La nature de la gauche progressiste a aussi changé, créant ce que M. Kaiserbauch appelle une « grave contradiction au cœur de la gauche moderne », car les dirigeants et les militants de gauche éprouvent des difficultés à se rapprocher de leur ancien électorat.
« Les classes populaires sont nettement plus conservatrices sur le plan culturel et patriotique », tandis que la position de la gauche dominante à l’égard de l’immigration est souvent étayée par des interprétations anti-occidentales et culpabilisantes de l’histoire, incompatibles avec le point de vue des classes populaires autochtones. Les cols bleus aux modestes revenus ont vu, sous leurs yeux, les partis politiques auxquels ils se référaient changer de motivation et de lutte.

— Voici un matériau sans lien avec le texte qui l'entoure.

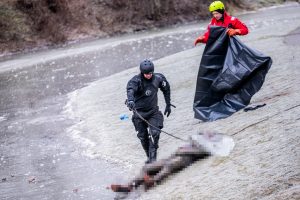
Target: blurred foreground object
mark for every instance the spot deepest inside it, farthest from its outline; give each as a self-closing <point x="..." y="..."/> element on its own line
<point x="200" y="146"/>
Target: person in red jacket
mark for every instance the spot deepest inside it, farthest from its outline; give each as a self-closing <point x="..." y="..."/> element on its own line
<point x="221" y="18"/>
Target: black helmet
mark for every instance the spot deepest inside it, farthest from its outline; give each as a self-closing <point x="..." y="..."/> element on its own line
<point x="146" y="66"/>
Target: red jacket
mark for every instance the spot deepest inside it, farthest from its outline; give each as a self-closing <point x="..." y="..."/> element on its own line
<point x="230" y="22"/>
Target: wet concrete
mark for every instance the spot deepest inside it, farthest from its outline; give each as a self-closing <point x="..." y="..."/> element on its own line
<point x="37" y="158"/>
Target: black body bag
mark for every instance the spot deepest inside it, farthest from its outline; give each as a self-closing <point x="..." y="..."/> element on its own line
<point x="230" y="73"/>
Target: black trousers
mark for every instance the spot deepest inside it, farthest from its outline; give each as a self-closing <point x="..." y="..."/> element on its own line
<point x="146" y="132"/>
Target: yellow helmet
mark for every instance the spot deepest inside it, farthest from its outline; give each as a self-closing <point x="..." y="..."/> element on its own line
<point x="216" y="5"/>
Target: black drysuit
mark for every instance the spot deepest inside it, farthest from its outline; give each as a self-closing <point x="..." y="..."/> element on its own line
<point x="144" y="94"/>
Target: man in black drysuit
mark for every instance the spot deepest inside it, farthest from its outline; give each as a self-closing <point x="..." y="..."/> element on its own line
<point x="142" y="98"/>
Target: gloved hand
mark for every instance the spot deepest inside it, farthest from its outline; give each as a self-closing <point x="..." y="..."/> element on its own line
<point x="198" y="40"/>
<point x="168" y="109"/>
<point x="232" y="32"/>
<point x="131" y="105"/>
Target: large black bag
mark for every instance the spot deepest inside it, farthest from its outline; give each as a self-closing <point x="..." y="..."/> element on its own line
<point x="230" y="73"/>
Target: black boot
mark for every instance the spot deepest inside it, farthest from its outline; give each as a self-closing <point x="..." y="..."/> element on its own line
<point x="152" y="155"/>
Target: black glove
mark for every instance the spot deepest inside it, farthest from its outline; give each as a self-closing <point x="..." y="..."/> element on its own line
<point x="168" y="109"/>
<point x="131" y="105"/>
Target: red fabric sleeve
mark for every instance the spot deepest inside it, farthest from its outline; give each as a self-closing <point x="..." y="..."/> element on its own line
<point x="240" y="25"/>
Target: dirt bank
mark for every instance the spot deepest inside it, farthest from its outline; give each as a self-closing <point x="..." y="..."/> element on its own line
<point x="30" y="25"/>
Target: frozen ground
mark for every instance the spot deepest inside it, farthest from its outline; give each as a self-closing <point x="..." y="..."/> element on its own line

Le phénomène du glissement politique gauche-droite de l’économique vers le culturel est « couronné par le fait que les grandes entreprises technologiques et multinationales deviennent ostensiblement woke, car il est plus opportun pour les entreprises de mettre un drapeau LGBT ou des symboles BLM ( Black Lives Matter) un peu partout plutôt que de s’occuper de problèmes intrinsèques à la gauche, comme l’augmentation des taxes et des impôts ».
Rédacteur Albert Thyme
Source : The Dramatic Shift in the Meanings of ’Left’ and ’Right’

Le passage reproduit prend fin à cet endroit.